Using boxing as a ruler I would like to point out Pound-for-Pound great Roy Jones, Jr. He was a fighter who seemed naturally gifted, he was quick, confident, and had the power to knock out his opponents. Yet as time passed he seemed to keep his athleticism but not his ability to beat the better fighters. Was he doing something wrong? Was he “bored”, as some commentators posited?

They were on to something. But rather than blame his opponents, I will put this on him an his handlers. Roy Jones made it very difficult for the best fighters to meet him in the ring. He stayed in a weight class with few good challengers and fought what we would call “nobodies”. He allowed himself to become a fighter no one wanted to see because he never fought anyone we thought had a good chance of beating him. Not because he was so good, but because the opponents he fought were so bland. He stayed in a little pond, the Light Heavyweight division, where there was almost no notable activity and he could dominate without anyone threatening his title.

In other words, he was a dominant fighter in the division because he chose not to fight another dominant fighter. Stone sharpens stone.

If you are good, you must fight and train with other people who are just as good as you or better. Two things will happen if you fight another dominant fighter:

  1. You’ll win the fight
  2. You’ll lose the fight

So many people are so afraid of #2 happening that they shy away from making this gamble altogether. It isn’t that the martial artist fears getting hurt. He is simply afraid of being defeated, and ultimately he fears finding out that he isn’t as good as he thinks he is. It is not so important to win every fight you engage in. It is, however, important that you see your skill level increase from whatever point it is now grow to where you dominate most of your opponents. This is a progression that all masters-to-be must embark on.
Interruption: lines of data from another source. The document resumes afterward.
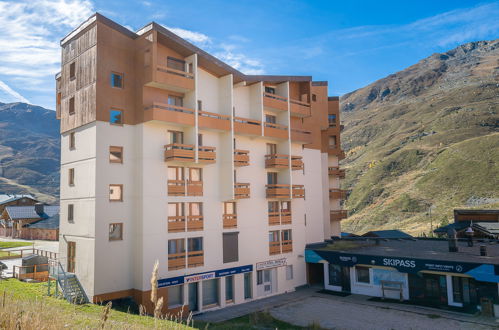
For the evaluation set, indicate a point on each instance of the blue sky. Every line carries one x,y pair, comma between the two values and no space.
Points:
348,43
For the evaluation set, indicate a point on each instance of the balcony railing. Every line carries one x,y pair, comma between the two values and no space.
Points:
207,155
179,152
241,157
299,108
195,258
298,191
214,121
169,113
275,102
229,221
278,190
245,126
241,190
336,171
337,193
338,215
277,131
176,261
If you ever plan to one day call yourself an “expert” or master, you must have experienced this or helped a student experience this. Otherwise, the most a martial artist could be is an “instructor”–one who simply teaches a course or established curriculum. No tried and true experiences and discoveries. No personal modifications based on anything more than a untested theory. No absolute belief that what you are teaching is a truth of combat. You are doing not much more than taking what your teacher told you, and adding things you learned superficially and regurgitating to your students, unfiltered and untested.
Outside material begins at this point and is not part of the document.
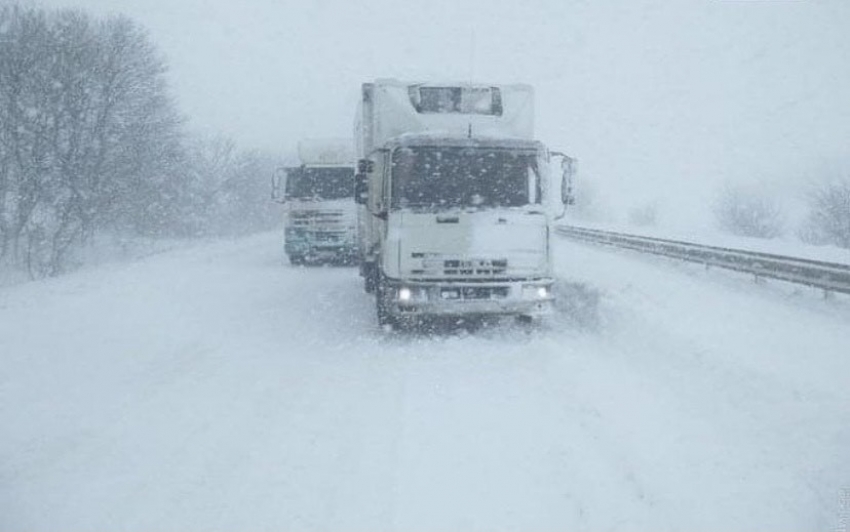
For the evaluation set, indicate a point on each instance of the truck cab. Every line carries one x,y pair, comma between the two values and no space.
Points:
456,204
Either outcome–whether you defeat each opponent or he defeats you–will be that hard-earned lesson that no amount of money can buy:  experience. Experience is one of the most misused words in the martial arts. We love to call someone “experienced” and “knowledgeable” without qualifying those terms. Experience is taking what you have learned, and finding out through practice, testing and understanding yourself. You cannot “experience” what your teacher “experienced”. You can only experience to a degree what a student has experienced if you were there through it all, and your student actually will learn more than you did. Regardless, this is a level of learning that you cannot get in a classroom, from a teacher or with a classmate. Fighting experience is not a team sport.

Finally, I want to add that you do not have to defeat your opponents decisively. You just have to have had the experience. If you barely beat your opponent, the tempering you undergo from being nearly defeated will harden you and your skills. In fact, you don’t even have to have won all your fights. I know a man, a former professional boxer with many losses, who is middle aged and will destroy most men reading this blog right now. And there are many like him. Experience teaches what lessons cannot, and the more you acquire–the wiser you become. Body fat percentages, websites and certifications mean nothing. This is why old retired fighters give the best lessons, and why most of the best fighters are learning from old men. You learn wherever the lessons can be found, and some of the best lessons will have to be painfully earned.

I have more to say on this subject, but we will have to revisit on a later date. Thank you for visiting my blog.